After you have built a model with high-quality training data and the perfect algorithm, it’s time to apply it to make predictions and serve the outcome for future decision making. For many data scientists, model training can be done easily within their Jupyter notebook. However, things become trickier when it comes to productionizing the model to serve real traffic, which is engineering intensive. There are many tools available, but learning when and how to use them requires a lot of exploration, which can be a headache.

What is Merlin

Merlin is a platform designed to help users productionize their models quickly without deep knowledge on MLOps. Users only need to deploy their model into Merlin, and it will take care of the traffic routing and resources scaling in the background, saving lots of engineering hours and expertise required otherwise.

User Flow

Productionizing a model with Merlin can be easily done in 3 steps, as detailed in the diagram below:

User flow

  1. Deploy a model

    We want to make the deployment experience as seamless as possible, directly from Jupyter notebook. With the Merlin SDK, we can now upload the model and trigger the deployment pipeline, by simply calling a few functions in the notebook. Alternatively, Merlin UI supports the same, with just 1 click.
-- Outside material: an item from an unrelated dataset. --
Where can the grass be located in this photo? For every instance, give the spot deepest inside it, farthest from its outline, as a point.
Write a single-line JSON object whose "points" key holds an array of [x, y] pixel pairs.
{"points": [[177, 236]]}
  2. Setup serving endpoint

    Once the model is deployed with an auto-generated HTTP endpoint, you can then specify the serving model version in the console. Give it a minute and your model will automagically be able to serve prediction.

  3. Evaluate and iterate

    The Merlin UI allows you to deploy and track different model versions and tag any version to run experiment easily. All model artifacts are synchronized into MLflow Tracking, which can be used to track and compare the model performance.

Key Concepts of Merlin

The design of Merlin uses a few key concepts below, you should familiarize yourself with:

Project: Project represents a namespace for a collection of model. For example, a project could be food Recommendations, driver allocation, ride pricing, etc.
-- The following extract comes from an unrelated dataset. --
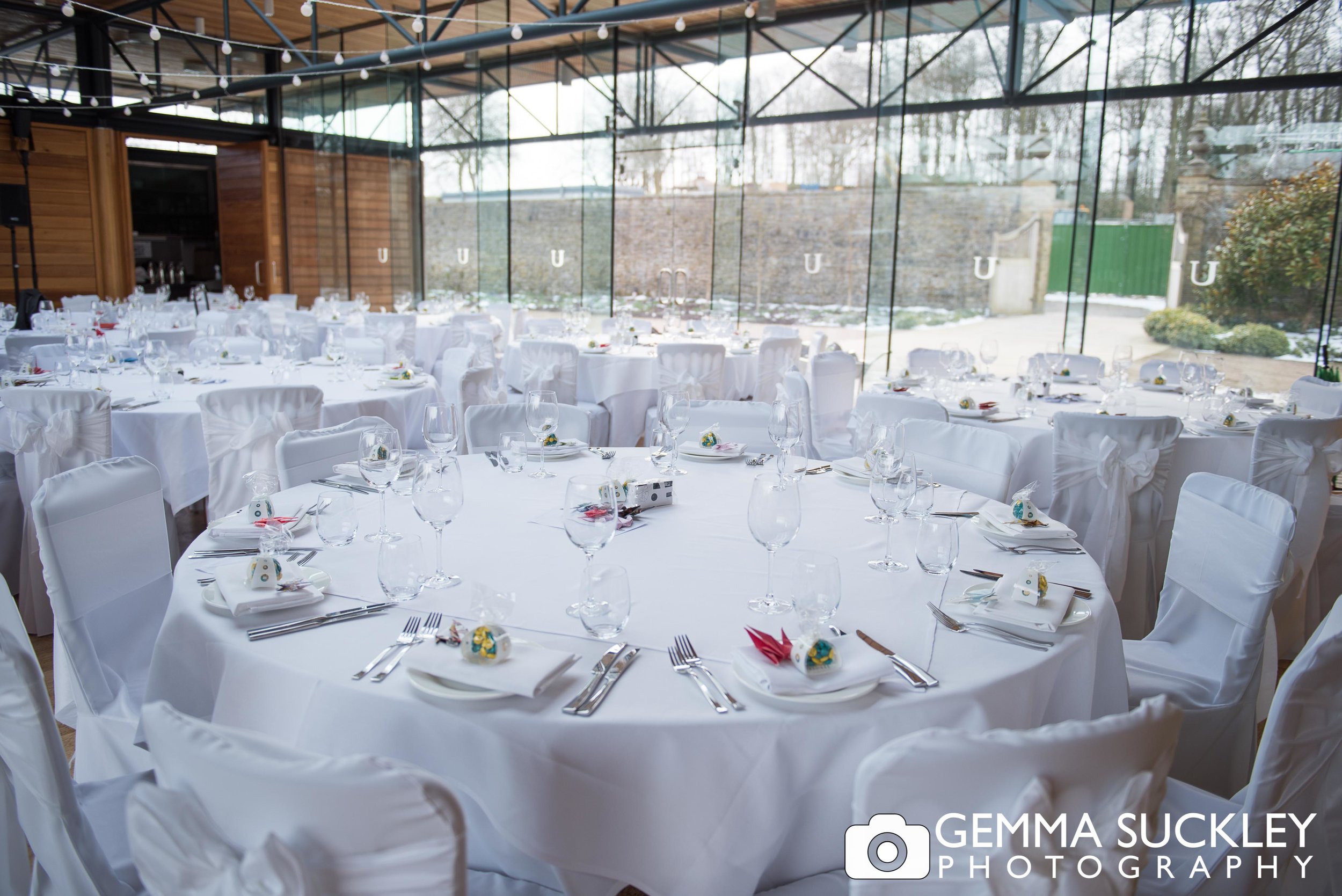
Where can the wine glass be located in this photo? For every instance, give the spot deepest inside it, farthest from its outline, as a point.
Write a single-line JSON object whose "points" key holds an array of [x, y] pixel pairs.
{"points": [[674, 413], [438, 498], [441, 432], [380, 464], [774, 517], [589, 517], [543, 418]]}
Model: Every model is associated with one (and only one) project and model endpoint. Model also can have zero or more model versions. In the entities' hierarchy of MLflow, a model corresponds to an MLflow experiment.

Model Version: The model version represents an iteration within a model. A model version is associated with a run within MLflow. A Model Version can be deployed as a service, there can be multiple deployments of model version with different endpoint each.

Model Endpoint: Every model has its own endpoint that contains routing rule(s) to an active model version endpoint (serving mode). This endpoint is usually used to serve traffics in production. The model version it is routed to changes in the background when a serving model version is changed. Hence there is no need to change the endpoint used to serve traffics when the serving model version is changed.

Model Version Endpoint: A model version endpoint is a way to obtain model inference results in real-time, over the network (HTTP). This endpoint is unique to each model version. Model endpoint will route to the model version endpoint in the background, when the associated model version is set to serving.

Environment: The environment’s name is a user-facing property that will be used to determine the target Kubernetes cluster where a model will be deployed to. The environment has two important properties, name and Kubernetes cluster.